Le voici un an plus tard au palais du festival international du film de Goa avec une double série de travaux : une première salle est consacrée à ses oeuvres récentes en figuration, et montrent un travail encore et toujours plus abouti dans la recherche d’une sorte d’idéal vénusien, avec ses fameux grands nus détourés au trait sur des fonds éclatants d’ocres et de rubis, telle une occurrence de sa complicité avec l’intimité du corps féminin.
Et puis, dans la seconde salle, une énorme surprise, qui donc expose également ici ? Quel rapport entre cette série de petites toiles abstraites et les grands formats figuratifs ?
Au-dessous de chaque toile, on peut trouver un début d’explication sur le petit cartel, où se trouve écrit et numéroté de 1 à 60 :
Archifrontière n°..., acrylique sur toile, 40cm x 50 cm, Just Bridges
Sigman a décidé d’associer l’art abstrait à son travail, suite à sa rencontre avec celui qu’il considère comme l’un des maîtres du genre, Just Bridges.

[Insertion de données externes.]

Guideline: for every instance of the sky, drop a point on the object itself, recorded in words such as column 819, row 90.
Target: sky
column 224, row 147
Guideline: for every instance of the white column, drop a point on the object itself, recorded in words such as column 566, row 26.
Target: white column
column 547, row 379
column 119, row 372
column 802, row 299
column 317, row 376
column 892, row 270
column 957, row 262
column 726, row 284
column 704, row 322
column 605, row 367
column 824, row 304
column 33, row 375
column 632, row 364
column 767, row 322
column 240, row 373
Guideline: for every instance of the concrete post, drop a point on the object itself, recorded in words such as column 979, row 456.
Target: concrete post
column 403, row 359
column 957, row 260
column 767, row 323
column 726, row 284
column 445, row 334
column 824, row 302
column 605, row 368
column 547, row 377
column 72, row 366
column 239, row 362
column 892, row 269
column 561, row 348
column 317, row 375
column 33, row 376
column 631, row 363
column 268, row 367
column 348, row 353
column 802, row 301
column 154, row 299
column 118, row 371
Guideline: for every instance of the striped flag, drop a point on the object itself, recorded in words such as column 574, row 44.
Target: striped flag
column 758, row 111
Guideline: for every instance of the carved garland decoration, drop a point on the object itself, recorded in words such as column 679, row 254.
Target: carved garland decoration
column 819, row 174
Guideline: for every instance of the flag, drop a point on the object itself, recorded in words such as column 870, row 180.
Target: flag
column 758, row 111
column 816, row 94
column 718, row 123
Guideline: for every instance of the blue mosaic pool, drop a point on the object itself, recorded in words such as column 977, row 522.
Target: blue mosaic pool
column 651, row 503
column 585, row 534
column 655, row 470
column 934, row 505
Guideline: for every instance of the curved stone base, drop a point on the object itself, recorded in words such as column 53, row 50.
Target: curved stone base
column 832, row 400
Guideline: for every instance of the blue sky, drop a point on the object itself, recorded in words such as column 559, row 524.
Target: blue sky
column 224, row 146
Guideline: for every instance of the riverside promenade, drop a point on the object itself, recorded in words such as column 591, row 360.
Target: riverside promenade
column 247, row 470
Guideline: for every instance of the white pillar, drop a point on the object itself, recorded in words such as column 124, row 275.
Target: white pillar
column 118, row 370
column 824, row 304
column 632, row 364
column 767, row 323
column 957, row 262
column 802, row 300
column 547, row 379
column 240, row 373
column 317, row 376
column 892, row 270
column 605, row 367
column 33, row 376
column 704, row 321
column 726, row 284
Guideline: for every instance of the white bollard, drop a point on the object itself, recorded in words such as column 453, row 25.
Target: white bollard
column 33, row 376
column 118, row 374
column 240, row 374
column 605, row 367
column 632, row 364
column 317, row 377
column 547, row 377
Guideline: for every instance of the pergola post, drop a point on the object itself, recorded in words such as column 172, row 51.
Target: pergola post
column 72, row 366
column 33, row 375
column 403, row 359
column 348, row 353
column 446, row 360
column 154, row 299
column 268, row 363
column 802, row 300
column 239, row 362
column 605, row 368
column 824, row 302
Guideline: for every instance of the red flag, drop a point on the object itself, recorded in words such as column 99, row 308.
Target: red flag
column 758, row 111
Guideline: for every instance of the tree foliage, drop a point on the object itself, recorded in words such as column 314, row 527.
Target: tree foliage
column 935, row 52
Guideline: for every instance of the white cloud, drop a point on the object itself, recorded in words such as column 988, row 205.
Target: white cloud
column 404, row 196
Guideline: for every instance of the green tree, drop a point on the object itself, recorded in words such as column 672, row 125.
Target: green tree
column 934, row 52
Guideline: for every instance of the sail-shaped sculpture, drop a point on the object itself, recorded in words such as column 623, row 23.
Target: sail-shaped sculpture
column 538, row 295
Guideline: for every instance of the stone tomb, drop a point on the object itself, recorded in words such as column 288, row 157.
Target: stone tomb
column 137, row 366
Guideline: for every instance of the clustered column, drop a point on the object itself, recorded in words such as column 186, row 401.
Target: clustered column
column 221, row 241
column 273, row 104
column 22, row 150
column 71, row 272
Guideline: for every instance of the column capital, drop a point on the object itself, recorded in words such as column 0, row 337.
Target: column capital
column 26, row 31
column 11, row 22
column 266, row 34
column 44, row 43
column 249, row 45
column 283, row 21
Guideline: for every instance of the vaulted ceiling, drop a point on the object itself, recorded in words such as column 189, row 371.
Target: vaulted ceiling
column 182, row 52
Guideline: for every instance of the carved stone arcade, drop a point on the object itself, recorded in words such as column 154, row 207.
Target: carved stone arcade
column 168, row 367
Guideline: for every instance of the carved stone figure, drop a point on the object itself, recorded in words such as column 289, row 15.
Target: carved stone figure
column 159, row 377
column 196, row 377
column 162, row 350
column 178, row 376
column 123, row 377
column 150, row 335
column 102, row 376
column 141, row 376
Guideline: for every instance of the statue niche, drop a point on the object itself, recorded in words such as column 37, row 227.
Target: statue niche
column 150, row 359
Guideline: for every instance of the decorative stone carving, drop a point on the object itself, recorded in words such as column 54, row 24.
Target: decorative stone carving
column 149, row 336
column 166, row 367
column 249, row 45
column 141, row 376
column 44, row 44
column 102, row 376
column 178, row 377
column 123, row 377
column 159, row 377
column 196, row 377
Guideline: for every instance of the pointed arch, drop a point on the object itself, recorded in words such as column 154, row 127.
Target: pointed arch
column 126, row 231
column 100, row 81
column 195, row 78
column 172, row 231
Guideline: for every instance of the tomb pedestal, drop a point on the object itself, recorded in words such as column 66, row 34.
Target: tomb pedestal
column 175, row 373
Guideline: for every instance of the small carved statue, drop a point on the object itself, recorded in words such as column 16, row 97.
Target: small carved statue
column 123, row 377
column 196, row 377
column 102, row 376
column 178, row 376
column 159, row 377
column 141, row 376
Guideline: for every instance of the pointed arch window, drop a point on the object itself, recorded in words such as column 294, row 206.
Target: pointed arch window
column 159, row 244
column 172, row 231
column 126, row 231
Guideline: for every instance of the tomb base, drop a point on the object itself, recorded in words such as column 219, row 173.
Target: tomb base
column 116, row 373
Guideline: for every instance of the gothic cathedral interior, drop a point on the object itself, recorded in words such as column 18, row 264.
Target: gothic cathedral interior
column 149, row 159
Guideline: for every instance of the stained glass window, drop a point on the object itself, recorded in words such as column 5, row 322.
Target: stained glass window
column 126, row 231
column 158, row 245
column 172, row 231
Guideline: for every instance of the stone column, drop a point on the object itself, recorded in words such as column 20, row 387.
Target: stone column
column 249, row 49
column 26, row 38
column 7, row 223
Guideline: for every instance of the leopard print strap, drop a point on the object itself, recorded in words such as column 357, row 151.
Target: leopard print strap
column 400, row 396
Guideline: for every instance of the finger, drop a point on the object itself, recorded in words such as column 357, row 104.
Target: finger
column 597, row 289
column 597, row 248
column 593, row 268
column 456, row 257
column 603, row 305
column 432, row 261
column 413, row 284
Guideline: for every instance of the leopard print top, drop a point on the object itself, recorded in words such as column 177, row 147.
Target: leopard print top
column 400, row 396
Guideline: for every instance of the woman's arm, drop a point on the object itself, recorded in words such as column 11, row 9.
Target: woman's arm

Observons ces petits formats, que l’on découvre avec surprise et agacement : que peut-il y avoir de vraiment intéressant dans ces séries de cercles de couleur, un par toile, posés sur un fond noir ou gris ? C’est en s’approchant que le spectateur pourra remarquer les propositions colorées de chaque aplat, par exemple tel gris bleuté du fond justifié par une couche de vert émeraude sur la tranche du cercle en sous lame pertinente du n° 6, ou le vermillon en glacis contrastant avec la pâte jaune sur les coins carrés du n° 4. Au fur et à mesure de la visite, on se rend compte que Just Bridges passe en revue tous les codes et convenances de l’abstraction, et s’autorise même une allusion subliminale au ready-made duchampien par l’installation dédiée d’une toile vierge à la fin du parcours. Il sera donc opportun de considérer la présentation de ces archifrontières numérotées comme faisant partie d’un arrangement novateur entre le monde formel de la figuration auquel Sigman nous a habitués, et celui de l’abstraction poussée jusqu’à l’extrême synthèse, tel un ultime défi pour l’art actuel. »
— Well, well, marmonna Sigman. J’ai vraiment pensé à tout ça ? Et je devrais intégrer à mon travail ces tableaux que je n’aime pas trop ?
— Oui, Madhu, il n’y pas d’autre solution pour les exposer, dit Justine. C’est une expérience, ne l’oubliez pas, et vous aurez votre nom associé aux plus grands en cas de succès. Comme vous êtes seulement le propriétaire, et non l’auteur de ces toiles, il faut faire un peu attention, et c’est pourquoi nous avons précisé : « Architecture de la frontière » et par contraction « archifrontière » pour le nom du nouveau mouvement .
Et Justine d’expliquer au peintre dubitatif qu’il était nécessaire de créer un mouvement pour justifier une nouvelle intervention dans un travail artistique, comme ce fut le cas pour le dadaïsme, ou encore l’impressionnisme, qui n’étaient pas du tout appréciés au début. Pour leur affaire, le seul moyen de mettre en valeur ces toiles inconnues était de créer une histoire crédible en leur donnant un nom et une identité complète et ainsi rentrer dans le sens moral du droit d’auteur. À son avis, on oublierait vite cette petite entorse pourtant fondatrice, comme on oublie souvent que la plupart des grandes choses en ce monde ont commencé sur un malentendu, et Sigman pourrait de son côté très rapidement se fondre dans la mouvance artistique de l’archifrontière, ou disparaître. Ou bien encore retourner à ses croûtes s’il en avait envie, finit-elle l’air un peu méprisant.